Comment interpréter la rentabilité d’un achat en fermage

Pour un investisseur, acheter un terrain agricole en fermage peut présenter des avantages. Le revenu locatif est souvent immédiatement en place et le risque d’impayé historique sur le fermage peut être relativement bien documenté. En revanche, l’acquéreur doit accepter une liquidité moindre et une marge de manœuvre plus limitée sur l’usage direct du terrain. Plus le bail est solide et plus le prix de marché peut se différencier d’un foncier libre.

Le bon raisonnement consiste donc à combiner trois blocs de données :

  • le coût total d’acquisition, frais inclus ;
  • le revenu annuel de fermage ou le potentiel de valorisation patrimoniale ;
  • les contraintes juridiques attachées au bail et au statut du fermage.

Si votre objectif est l’exploitation personnelle à court terme, un terrain occupé peut être moins adapté qu’un terrain libre, même si son prix facial semble attractif. Si votre objectif est patrimonial, un terrain en fermage peut au contraire être cohérent, à condition d’intégrer correctement les frais et le rendement net.

Checklist avant signature chez le notaire

  1. Demander le détail prévisionnel des frais, ligne par ligne.
  2. Vérifier le taux départemental retenu dans le projet de calcul.
  3. Obtenir copie ou résumé précis du bail rural en cours.
  4. Identifier les parcelles, les contenances et les références cadastrales exactes.
  5. Clarifier les droits éventuels du preneur et les notifications nécessaires.
  6. Comparer la valeur d’un terrain libre et d’un terrain occupé sur le secteur concerné.
  7. Anticiper les coûts annexes, SAFER, géomètre, diagnostics ou formalités particulières.

Sources utiles et liens d’autorité

Pour sécuriser votre analyse, croisez toujours les simulations avec des sources institutionnelles et des textes officiels. Voici quelques références utiles :

Conclusion

Le calcul des frais de notaire 2018 pour un terrain agricole en fermage ne doit jamais être traité comme une simple multiplication par un taux moyen. Il faut distinguer les droits de mutation, la contribution de sécurité immobilière, les émoluments réglementés, la TVA, les débours et les particularités juridiques d’un bail rural en cours. Plus le prix est élevé et plus la précision du calcul devient importante. De même, plus le dossier est ruralement sensible, plus l’examen du fermage compte dans l’évaluation globale de l’opération.

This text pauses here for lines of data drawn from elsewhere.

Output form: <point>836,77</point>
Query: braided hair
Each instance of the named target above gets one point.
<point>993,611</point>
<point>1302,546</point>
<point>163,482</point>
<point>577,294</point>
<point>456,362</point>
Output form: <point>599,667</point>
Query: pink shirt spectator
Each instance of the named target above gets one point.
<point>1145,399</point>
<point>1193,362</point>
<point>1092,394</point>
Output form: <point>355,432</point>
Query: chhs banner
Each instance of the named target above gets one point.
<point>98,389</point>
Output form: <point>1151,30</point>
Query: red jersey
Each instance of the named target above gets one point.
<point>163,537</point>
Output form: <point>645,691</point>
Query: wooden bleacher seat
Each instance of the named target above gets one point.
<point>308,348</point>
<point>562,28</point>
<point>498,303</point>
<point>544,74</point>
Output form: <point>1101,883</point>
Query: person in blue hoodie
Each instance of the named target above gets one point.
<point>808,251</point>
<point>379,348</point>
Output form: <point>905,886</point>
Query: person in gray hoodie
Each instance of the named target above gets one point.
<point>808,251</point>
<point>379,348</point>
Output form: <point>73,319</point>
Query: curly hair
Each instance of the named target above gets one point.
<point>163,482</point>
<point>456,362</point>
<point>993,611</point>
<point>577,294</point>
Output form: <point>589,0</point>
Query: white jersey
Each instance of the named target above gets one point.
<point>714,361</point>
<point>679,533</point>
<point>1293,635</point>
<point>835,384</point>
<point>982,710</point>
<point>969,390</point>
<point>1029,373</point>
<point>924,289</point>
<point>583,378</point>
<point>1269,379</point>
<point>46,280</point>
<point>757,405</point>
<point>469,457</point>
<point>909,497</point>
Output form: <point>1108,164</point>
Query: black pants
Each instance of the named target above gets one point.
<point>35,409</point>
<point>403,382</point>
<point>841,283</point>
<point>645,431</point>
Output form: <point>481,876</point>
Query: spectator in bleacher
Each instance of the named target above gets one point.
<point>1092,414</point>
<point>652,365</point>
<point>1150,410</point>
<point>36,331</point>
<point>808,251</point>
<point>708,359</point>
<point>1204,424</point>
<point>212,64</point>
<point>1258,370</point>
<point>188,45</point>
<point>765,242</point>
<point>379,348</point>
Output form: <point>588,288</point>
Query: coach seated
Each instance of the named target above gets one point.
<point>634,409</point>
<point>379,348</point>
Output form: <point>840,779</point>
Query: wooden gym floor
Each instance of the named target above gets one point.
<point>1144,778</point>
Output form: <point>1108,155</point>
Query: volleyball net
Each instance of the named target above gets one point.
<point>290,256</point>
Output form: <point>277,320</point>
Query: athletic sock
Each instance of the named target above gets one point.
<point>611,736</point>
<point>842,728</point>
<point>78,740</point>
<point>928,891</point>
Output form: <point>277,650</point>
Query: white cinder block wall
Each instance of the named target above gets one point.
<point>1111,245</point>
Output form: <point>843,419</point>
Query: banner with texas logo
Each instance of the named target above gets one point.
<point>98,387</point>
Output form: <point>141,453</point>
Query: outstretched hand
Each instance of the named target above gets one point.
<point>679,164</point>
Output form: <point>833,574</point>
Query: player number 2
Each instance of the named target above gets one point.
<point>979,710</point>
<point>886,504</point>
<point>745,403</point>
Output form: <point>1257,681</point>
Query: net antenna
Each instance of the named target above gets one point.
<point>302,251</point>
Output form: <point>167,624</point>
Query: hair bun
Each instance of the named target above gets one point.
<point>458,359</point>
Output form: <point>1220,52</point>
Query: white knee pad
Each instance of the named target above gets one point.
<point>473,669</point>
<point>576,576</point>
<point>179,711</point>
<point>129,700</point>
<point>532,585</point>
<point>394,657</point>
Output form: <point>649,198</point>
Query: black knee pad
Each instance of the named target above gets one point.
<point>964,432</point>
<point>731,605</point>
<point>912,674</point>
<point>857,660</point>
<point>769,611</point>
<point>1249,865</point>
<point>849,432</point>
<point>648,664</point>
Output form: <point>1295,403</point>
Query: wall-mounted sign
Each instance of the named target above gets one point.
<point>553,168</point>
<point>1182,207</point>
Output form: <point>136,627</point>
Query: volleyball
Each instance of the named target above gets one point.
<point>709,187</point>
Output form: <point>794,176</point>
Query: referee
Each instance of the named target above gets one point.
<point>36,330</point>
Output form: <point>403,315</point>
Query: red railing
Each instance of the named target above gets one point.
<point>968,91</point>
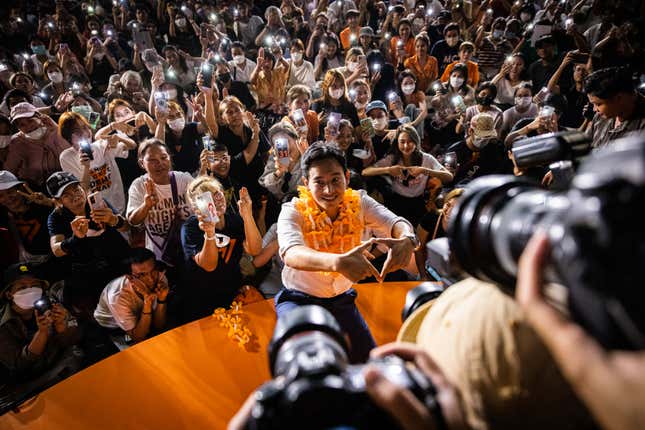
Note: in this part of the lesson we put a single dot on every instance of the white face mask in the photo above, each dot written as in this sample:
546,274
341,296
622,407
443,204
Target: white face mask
452,41
26,298
407,89
177,124
379,124
55,77
296,56
336,93
37,133
456,82
523,101
4,141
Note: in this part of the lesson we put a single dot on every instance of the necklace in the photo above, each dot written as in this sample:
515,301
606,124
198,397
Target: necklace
325,235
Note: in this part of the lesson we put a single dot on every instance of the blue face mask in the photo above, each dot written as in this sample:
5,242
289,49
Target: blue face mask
39,50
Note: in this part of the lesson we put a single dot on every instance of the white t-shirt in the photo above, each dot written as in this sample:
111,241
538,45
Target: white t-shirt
104,173
415,185
377,221
242,74
160,217
119,306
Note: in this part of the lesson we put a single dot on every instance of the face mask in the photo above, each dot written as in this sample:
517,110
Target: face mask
456,82
39,50
336,94
379,123
4,141
523,101
177,124
55,77
296,56
484,101
407,89
26,298
37,133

Utilisez le calculateur ci dessus comme base d’estimation, puis faites confirmer le chiffrage par un notaire avec les pièces du dossier. Pour un achat agricole, la meilleure décision n’est pas celle qui minimise seulement les frais, c’est celle qui combine sécurité juridique, cohérence économique et visibilité sur l’usage futur du terrain.